Ten environmental groups move to stop powerline; Line approved by park service
December 19, 2012 —
A coalition of national, regional and local conservative groups are requesting a federal court to stop a transmission line from cutting through three national parks.
The coalition sought a preliminary injunction to stop the 145-mile Susquehanna-Roseland transmission line through the Delaware Water Gap National and Recreational Area, the Middle Delaware National and Recreational River and the Appalachian National Scenic Trail.
They are asking for a stay while the court considers claims that the powerline will cause irreversible ecological and scenic damage. The coalition filed its request in the Federal Court in Washington, DC.
The powerline, which is planned by PPL Utilities (PPL) in Pennsylvania and the Public Service Electric & Gas (PSE&G) in New Jersey, was approved by the National Park Service (NPS) on October 1, when the agency issued a Record of Decision, affirming the route the utilities preferred. According to supporters, the project will boost electric service reliability, will create jobs and will reduce electric bills for some customers and provide a significant economic stimulus in the region.
PJM Interconnection, the regional entity responsible for planning the transmission system, determined that the new line was necessary to ensure reliable electric service. Opponents, however, say that the project will cause serious and enduring impacts on the parks.

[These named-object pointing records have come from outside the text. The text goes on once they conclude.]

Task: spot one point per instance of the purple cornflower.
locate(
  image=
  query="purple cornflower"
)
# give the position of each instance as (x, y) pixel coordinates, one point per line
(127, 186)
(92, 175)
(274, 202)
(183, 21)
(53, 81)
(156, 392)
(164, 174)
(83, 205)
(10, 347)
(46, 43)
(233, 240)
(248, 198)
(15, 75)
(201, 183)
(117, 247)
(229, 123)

The coalition says that the massive 500KV power lines will mar the recreational experience for more than 5.2 million people who visit the Water Gap each year. They say that NPS approval contradicts the agency’s mission.
“The National Park Service has approved a project that is poised to permanently damage treasured public resources,” said Hannah Chang, attorney with the public interest environmental firm Earthjustice, representing the conservation groups along with the New Jersey-based non-profit Eastern Environmental Law Center. “Construction-related activities in the Delaware Water Gap could begin at any time and, if a preliminary injunction is not granted, the damage will be done before the court even gets a chance to decide the claims that are before it.”
The circumstances demand that construction be put on hold for now, so that the court at least has an opportunity to consider the claims raised, she said.
Once completed, the project is expected to be in service in the spring of 2015. According to the project’s developer, more than 20,000 jobs will be created in New Jersey and Pennsylvania.